La institución que la gente ama odiar

El Congreso de la República es la institución que la gran mayoría ama odiar. Y no es un fenómeno propio de Colombia. La prevención, resistencia y críticas hacia los parlamentos, es un asunto universal. Ninguno se salva. Es un problema de larga duración.

No es una exageración. La crisis de reputación pasa de generación en generación, como una especie de herencia nefasta. Aún así, es el soporte de las democracias, a pesar de la antipatía recurrente.

Por el Congreso pasa el país. Allí se gestan las grandes reformas, para no ir tan lejos, gracias a la aprobación de un proyecto de ley, hoy los colombianos reciben la vacuna anticovid, gratis. Pero estos hechos de tanto impacto social, no mejoran la imagen institucional. No hay corresponsabilidad.

Existe una paradoja en la opinión. Mientras las mediciones de confianza ciudadana, siempre ubican la favorabilidad del Congreso en unos índices no superiores al 25%, algunos legisladores por separado, sí gozan del afecto de la gente. Es una especie de divorcio entre el Senador o Representante a la Cámara y la institución que representan. Al menos esa es la percepción.

El mapa político del país sin excepción, se sienta en todas las curules del Legislativo, con la obligación de hacer las leyes, reformar la Constitución y adelantar el control político. Así se manifiesta un atributo público que todos debemos defender: ser demócratas. 

El Parlamento es la institución suprema de la democracia, la garantiza. Pero su vínculo con la ciudadanía empeora; y las razones son diversas, desde el desconocimiento de la gente de lo que verdaderamente hacen el Congreso, hasta la desconexión de la política en general, que golpea a los congresistas sin filtro y sin anestesia.

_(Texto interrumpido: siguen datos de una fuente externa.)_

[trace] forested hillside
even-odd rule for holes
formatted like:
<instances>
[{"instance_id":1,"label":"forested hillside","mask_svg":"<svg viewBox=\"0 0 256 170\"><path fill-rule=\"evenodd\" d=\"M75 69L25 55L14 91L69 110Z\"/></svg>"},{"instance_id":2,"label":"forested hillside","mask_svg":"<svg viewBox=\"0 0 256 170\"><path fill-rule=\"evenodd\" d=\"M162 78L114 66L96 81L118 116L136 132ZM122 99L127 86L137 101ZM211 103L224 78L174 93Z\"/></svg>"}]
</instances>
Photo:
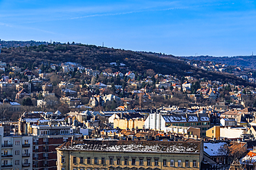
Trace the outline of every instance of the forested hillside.
<instances>
[{"instance_id":1,"label":"forested hillside","mask_svg":"<svg viewBox=\"0 0 256 170\"><path fill-rule=\"evenodd\" d=\"M256 70L256 56L238 56L232 57L215 57L208 56L185 56L189 60L201 60L204 61L214 61L228 65L237 65Z\"/></svg>"},{"instance_id":2,"label":"forested hillside","mask_svg":"<svg viewBox=\"0 0 256 170\"><path fill-rule=\"evenodd\" d=\"M116 70L123 72L131 70L143 74L145 70L152 69L155 73L172 74L179 78L190 75L197 78L205 78L238 85L250 85L232 74L205 72L172 56L162 55L159 57L154 53L136 52L95 45L51 44L28 47L3 48L0 57L3 62L10 65L16 63L20 67L24 63L30 65L39 65L42 63L75 62L100 71L112 67L109 63L116 62L118 65L126 65L125 67L115 67Z\"/></svg>"}]
</instances>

La relación de confianza es deficiente. Es otro deporte nacional darle palo al Congreso, dicen algunos. Ante cada nueva crisis, sobran las voces de reforma. Unos piden convertirlo en unicameral, otros reducir el número de sus integrantes y los más extremistas, piden su cierre. 

Me dijo un alto funcionario, si hacemos es malo y si no hacemos es peor. Este sentimiento retrata con certeza lo que ocurre. Pero son muchos los esfuerzos que se pueden emprender para mejorar la percepción y el conocimiento del alcance de las decisiones del Congreso. Hay que promover la comunicación de experiencias.

Es urgente impulsar un Parlamento más abierto. Existen muchas experiencias que dan resultados y pueden ser aplicables y mejoradas en el Congreso nuestro: Más cooperación pública, estrategias de cercanía con las regiones, colegislación ciudadana, apertura de datos, en fin, motivar hasta el cansancio la cultura de la participación. La indiferencia no es una opción.  

La democracia no es el parlamento, pero sin parlamento no hay democracia. A mayor presión de la gente, mejor debe ser la respuesta de nuestros congresistas. Se debe interpretar mejor, la voz de la calle. 

La pregunta incómoda

¿Cómo hacer para reducir la mala imagen de los parlamentos frente a la sociedad?